St. Julian’s – Malta
St. Julian’s or San Ġiljan is a Maltese city located along the coast, north of the capital Valletta, known for its nightlife tourism, and the restaurants in the area called Paceville, a district largely populated by nightclub, bar, and pub which is the nerve center of the island’s nightlife.
Before 1800 the area now occupied by St. Julian’s was practically deserted, except for the Spinola palace, the old church, and some houses of the local fishermen.
Despite this, traces of chariots dating back to the Bronze Age were found in the area of Mensija, in the district of Tal-Ballut (in the site now occupied by the Chapel of the Convent of the Sacred Heart) tombs dating back to the Roman era and in ta ‘Cieda were identified. , where Triq il-Korvu (Cappara) is located today, ruins of a Roman tower and a Saracen burial area were found.
The city takes its name from the patron saint, San Giuliano di Sora, also known as Giuliano il Povero or Giuliano Ospitaliero.
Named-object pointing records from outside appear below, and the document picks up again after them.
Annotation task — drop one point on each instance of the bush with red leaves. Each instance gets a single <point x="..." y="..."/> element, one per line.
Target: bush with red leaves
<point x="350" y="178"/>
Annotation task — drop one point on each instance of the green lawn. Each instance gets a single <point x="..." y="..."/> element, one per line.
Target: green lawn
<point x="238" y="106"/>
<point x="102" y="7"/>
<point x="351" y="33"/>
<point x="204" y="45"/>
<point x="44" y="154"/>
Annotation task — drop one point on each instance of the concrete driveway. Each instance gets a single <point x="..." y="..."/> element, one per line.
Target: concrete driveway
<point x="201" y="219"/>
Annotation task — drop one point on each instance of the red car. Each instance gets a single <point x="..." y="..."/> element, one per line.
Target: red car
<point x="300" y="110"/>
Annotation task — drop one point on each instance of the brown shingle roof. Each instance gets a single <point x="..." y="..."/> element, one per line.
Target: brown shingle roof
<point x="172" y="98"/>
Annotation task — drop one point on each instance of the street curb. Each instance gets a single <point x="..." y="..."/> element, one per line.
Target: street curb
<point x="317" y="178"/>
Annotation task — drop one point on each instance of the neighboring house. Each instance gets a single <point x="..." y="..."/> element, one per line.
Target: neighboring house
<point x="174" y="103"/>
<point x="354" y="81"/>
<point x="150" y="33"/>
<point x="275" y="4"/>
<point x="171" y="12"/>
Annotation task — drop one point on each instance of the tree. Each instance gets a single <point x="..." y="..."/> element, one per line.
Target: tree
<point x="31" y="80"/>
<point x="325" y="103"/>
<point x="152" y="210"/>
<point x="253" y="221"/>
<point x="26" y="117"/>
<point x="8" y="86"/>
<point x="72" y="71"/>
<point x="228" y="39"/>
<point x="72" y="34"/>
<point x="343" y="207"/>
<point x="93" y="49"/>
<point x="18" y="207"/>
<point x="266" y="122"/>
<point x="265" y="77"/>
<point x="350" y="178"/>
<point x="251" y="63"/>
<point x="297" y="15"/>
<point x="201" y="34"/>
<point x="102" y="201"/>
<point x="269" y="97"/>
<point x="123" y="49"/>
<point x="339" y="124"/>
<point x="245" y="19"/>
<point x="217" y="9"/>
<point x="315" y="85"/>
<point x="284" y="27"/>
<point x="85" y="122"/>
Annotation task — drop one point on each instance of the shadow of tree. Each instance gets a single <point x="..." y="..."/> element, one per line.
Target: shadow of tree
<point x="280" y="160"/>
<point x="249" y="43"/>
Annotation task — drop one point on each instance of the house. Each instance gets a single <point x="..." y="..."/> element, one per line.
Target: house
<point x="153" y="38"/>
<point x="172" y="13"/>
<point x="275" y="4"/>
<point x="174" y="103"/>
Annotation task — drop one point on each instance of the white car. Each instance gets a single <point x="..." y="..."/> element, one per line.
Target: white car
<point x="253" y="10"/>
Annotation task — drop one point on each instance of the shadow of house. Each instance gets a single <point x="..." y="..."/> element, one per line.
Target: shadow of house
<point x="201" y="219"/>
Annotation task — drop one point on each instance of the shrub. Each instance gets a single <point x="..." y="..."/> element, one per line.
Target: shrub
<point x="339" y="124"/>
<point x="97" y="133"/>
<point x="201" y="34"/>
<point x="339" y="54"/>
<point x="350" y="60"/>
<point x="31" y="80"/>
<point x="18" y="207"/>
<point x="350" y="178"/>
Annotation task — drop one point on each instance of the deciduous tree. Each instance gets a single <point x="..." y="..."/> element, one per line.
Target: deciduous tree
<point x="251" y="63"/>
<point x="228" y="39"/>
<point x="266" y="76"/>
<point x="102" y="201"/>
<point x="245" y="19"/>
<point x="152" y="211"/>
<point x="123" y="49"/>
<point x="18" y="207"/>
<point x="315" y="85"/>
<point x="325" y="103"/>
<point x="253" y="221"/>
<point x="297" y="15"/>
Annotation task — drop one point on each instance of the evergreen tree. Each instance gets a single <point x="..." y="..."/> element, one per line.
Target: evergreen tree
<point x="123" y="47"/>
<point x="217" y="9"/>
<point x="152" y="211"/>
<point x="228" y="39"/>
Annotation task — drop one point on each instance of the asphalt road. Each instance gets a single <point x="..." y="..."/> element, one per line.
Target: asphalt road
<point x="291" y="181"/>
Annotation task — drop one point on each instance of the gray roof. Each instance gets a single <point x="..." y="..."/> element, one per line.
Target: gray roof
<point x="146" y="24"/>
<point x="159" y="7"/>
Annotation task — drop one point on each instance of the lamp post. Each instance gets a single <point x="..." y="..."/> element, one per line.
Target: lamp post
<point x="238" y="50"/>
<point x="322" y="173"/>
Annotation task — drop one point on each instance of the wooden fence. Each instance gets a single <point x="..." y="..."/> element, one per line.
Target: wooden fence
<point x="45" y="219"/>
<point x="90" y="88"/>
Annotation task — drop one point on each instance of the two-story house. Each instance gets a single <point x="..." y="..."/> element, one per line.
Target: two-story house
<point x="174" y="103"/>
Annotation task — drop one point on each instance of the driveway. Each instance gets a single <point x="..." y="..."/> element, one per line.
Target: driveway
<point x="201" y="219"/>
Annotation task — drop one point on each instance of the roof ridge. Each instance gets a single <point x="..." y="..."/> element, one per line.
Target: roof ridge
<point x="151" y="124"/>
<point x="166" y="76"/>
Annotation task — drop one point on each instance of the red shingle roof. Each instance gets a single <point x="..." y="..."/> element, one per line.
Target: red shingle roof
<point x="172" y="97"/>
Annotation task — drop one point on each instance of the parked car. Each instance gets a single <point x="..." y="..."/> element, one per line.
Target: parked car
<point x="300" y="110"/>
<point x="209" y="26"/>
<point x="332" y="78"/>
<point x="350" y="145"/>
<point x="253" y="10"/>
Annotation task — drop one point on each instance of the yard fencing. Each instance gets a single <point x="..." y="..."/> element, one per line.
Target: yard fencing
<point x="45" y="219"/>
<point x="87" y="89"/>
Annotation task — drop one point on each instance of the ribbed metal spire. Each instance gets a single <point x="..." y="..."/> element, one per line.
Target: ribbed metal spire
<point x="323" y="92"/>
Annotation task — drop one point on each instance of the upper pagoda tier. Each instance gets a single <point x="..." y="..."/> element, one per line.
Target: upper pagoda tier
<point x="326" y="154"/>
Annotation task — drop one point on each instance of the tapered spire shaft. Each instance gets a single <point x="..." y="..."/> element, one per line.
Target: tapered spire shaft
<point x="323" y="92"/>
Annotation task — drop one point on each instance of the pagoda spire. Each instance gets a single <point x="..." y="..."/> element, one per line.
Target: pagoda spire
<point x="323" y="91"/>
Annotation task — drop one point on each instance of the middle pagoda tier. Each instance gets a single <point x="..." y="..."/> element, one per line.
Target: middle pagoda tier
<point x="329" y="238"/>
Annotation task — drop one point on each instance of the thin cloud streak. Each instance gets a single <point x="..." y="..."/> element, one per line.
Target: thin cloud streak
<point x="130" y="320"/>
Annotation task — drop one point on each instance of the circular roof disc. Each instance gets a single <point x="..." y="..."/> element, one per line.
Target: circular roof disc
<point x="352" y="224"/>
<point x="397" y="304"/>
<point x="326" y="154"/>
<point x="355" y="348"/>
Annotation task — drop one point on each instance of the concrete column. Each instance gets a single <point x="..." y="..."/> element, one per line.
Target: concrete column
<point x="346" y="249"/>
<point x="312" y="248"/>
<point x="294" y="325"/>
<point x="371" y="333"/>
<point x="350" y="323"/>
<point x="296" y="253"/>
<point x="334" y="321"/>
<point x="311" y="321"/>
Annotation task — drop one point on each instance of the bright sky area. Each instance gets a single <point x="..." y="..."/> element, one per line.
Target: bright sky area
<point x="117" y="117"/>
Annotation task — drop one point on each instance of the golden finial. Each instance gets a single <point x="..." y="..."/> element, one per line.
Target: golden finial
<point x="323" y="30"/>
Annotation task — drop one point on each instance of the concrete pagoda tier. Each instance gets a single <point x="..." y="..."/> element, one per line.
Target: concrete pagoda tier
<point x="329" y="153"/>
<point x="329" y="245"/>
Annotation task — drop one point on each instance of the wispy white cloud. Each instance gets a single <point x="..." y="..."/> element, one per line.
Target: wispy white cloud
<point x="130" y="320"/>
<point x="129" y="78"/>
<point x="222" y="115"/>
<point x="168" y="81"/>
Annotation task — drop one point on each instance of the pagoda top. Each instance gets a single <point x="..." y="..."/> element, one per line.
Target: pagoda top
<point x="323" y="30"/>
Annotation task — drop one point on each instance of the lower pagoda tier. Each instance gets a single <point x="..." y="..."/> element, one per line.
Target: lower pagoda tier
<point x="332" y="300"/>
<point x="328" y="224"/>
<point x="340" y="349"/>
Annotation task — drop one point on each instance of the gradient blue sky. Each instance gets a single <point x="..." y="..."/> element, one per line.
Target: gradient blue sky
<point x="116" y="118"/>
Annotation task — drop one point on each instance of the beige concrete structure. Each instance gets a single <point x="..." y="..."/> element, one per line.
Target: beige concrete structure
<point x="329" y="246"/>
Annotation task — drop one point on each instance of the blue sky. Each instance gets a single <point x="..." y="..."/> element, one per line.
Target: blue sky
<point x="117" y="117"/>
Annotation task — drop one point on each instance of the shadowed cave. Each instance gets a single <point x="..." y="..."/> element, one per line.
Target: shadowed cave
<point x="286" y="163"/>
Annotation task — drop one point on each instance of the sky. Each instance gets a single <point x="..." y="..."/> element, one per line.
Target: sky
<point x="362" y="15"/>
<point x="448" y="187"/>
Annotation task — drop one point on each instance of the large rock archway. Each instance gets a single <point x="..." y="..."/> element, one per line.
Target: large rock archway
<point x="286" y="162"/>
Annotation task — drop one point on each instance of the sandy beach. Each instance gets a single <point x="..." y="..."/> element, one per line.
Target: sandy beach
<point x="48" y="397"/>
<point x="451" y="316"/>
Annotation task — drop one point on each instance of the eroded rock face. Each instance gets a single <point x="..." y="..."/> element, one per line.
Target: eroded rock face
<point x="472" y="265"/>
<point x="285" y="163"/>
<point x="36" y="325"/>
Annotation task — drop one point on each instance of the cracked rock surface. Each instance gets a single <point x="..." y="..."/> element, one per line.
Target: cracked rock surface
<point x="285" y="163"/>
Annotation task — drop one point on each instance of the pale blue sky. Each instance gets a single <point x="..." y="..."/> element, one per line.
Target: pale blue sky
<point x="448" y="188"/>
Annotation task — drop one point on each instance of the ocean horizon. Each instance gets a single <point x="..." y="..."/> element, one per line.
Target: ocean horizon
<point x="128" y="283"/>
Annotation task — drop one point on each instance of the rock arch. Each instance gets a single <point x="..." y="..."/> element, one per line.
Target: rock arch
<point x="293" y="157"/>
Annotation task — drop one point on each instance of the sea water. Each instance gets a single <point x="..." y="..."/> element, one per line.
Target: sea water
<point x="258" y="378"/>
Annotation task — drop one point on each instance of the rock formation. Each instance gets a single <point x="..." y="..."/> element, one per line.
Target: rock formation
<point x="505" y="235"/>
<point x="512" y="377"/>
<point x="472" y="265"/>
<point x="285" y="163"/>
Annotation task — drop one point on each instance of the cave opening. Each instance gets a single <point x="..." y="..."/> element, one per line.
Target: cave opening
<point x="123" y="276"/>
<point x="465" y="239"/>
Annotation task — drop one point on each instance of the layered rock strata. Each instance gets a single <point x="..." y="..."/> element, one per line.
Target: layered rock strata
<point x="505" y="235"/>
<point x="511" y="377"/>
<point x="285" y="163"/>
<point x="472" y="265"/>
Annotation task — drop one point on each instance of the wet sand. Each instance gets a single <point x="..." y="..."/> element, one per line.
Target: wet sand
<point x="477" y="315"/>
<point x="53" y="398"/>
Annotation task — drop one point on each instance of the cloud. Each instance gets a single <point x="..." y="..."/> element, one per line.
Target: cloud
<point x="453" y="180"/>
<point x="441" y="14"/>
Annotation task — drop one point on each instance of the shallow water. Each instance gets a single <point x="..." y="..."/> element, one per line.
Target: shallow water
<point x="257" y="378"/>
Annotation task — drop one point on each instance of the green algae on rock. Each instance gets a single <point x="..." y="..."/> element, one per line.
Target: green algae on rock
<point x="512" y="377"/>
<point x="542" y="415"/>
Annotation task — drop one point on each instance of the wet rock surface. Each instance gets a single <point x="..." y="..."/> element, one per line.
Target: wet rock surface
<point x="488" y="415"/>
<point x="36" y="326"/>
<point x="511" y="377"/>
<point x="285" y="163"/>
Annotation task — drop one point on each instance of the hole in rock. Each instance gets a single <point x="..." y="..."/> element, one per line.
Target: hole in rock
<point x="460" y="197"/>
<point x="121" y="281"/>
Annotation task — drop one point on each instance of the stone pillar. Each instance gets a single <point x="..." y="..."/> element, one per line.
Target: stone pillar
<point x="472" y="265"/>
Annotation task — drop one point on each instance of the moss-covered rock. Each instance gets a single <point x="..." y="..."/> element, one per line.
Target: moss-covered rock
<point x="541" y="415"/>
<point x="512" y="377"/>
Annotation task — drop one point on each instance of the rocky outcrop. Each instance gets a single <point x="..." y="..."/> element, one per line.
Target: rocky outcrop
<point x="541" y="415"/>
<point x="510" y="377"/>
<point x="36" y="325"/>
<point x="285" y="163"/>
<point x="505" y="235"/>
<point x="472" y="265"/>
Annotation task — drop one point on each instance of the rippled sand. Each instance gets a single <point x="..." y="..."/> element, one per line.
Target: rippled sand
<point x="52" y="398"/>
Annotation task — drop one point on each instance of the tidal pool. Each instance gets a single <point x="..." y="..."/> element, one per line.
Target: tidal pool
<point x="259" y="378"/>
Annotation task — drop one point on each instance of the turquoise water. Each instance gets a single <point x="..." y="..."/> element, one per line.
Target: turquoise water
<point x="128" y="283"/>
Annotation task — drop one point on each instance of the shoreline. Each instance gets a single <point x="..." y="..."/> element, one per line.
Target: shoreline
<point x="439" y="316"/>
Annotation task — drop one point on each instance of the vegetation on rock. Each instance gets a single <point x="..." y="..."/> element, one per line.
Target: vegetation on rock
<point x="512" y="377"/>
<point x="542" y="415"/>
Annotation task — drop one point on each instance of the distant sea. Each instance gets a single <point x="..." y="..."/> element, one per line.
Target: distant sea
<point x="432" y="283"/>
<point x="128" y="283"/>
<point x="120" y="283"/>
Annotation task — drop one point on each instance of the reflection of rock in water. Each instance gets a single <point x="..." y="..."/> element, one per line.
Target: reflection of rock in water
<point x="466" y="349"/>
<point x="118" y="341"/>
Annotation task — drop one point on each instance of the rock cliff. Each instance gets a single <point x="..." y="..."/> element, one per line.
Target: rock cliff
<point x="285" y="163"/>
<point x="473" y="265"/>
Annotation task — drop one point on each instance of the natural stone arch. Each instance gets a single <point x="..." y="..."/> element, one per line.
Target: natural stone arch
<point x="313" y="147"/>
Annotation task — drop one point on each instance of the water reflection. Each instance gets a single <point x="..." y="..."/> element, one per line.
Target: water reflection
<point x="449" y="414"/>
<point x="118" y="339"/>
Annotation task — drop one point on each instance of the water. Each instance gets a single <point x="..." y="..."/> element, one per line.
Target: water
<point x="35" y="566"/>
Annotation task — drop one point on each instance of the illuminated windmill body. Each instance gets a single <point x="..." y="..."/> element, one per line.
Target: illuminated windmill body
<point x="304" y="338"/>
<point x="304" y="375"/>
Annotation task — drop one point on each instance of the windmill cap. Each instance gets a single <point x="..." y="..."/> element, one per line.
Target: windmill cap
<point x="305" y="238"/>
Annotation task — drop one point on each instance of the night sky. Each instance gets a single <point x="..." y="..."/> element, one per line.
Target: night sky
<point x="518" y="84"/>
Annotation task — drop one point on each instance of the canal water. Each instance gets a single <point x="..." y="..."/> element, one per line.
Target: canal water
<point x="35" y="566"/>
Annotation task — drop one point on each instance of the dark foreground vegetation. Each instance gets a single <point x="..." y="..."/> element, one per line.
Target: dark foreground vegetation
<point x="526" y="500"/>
Before the reform of the Calendar of Saints, San Giuliano was dedicated on January 27; today it is celebrated on February 12th, although in the traditional Maltese holidays it is instead celebrated on the last Sunday of August in the wake of the other celebrations of the period.
St. Julian’s had a notable tourist development around 1960, when Malta gained independence from the United Kingdom; since then it has been a renowned tourist destination due to the presence of various places of interest and entertainment.
Noteworthy is the Bay Street Shopping Complex, which contains a large hotel inside, and where a 23-storey skyscraper was inaugurated in 2001: the Tower of Portomaso, 95 meters high.